Fringe 2016 Review: 4.48 Psychosis

By Kenneth Kelbrook
Published July 18, 2016

This play by recently deceased British Playwright Sarah Kane is a true Fringe play in that it is experimental in both style and substance. The three actors presenting the piece freely interchange the roles of Patients, Doctors, Nurses and Lovers, constantly shifting roles from scene to scene.

There is no logical story, so don't look for this to make sense in a traditional way. The performance is meant to mimic the fluid and irrational thoughts of the psychotic mind. To enjoy and understand the play, the viewer must release themselves from rational thought and enter into the intense world of the Deeply Depressed and Psychotic.

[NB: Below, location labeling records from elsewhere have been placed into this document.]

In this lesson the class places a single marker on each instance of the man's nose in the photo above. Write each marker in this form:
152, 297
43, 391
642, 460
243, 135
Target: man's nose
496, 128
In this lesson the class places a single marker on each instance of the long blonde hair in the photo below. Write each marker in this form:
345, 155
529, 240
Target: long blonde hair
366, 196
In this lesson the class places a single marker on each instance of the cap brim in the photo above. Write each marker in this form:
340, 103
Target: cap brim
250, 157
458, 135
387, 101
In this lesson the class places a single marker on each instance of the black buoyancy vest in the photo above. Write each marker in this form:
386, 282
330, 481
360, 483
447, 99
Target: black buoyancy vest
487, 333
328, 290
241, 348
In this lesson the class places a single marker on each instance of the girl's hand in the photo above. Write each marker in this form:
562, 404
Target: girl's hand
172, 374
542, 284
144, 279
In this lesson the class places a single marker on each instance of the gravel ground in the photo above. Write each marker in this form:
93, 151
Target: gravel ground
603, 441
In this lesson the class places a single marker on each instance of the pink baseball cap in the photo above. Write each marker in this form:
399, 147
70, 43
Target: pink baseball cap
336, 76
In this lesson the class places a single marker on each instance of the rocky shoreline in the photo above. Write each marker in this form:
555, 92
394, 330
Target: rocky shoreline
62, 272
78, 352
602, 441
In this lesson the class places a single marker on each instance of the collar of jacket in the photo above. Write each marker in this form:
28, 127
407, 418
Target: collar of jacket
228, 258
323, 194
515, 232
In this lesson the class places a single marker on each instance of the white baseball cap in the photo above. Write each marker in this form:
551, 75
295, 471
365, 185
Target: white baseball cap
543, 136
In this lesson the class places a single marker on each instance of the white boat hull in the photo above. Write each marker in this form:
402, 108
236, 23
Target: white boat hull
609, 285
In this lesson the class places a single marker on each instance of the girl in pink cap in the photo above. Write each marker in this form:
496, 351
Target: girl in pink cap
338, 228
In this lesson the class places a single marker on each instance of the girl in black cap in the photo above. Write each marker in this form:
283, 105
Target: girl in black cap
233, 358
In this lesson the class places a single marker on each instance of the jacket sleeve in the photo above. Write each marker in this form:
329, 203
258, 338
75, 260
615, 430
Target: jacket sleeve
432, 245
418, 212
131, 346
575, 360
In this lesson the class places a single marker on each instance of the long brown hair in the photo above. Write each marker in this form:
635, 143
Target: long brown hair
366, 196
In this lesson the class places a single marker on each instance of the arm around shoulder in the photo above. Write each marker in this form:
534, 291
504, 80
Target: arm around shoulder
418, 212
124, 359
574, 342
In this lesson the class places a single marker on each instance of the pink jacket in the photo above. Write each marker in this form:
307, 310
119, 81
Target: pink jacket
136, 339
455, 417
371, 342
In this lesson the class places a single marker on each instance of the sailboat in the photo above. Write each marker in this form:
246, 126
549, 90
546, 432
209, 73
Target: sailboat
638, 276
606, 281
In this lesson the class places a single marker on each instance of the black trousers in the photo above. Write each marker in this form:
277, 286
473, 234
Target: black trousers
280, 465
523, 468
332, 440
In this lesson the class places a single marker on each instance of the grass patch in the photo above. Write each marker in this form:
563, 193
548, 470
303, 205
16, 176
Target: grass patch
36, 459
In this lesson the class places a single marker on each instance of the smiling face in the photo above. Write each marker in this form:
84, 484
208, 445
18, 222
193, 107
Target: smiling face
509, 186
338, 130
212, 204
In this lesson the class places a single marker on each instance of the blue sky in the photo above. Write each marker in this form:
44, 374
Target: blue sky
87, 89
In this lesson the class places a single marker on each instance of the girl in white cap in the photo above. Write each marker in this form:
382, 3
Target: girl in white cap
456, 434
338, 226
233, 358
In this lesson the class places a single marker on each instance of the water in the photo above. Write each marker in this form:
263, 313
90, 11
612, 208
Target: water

Strong, intense performances throughout by all three actors, do occasionally slip into recitation. Frantic writing on mirrors was wasted because we could not see or read anything reflected under the glare of the lights. But maybe that communicates how difficult it is for the insane to reach out.

Overall it is was a very dramatic experience of feeling that you have actually entered into the mind of someone obsessed, psychotic and deeply suffering. If you can give yourself to the spirit of the performance, you will be rewarded with a catharsis of understanding.

Kenneth Kelbrook is a seasoned theatre director who has worked all across the nation. Shows in Hamilton include: Doctor Faustus in October of last year at the Pearl Company with Make Art Theatre, The Two Row Wampum performed at Pier Four Park, The Boiler Room Suite with Theatre Terra Nova and many, many years ago, I Ought to be in Pictures at Caesar's Dinner Theatre.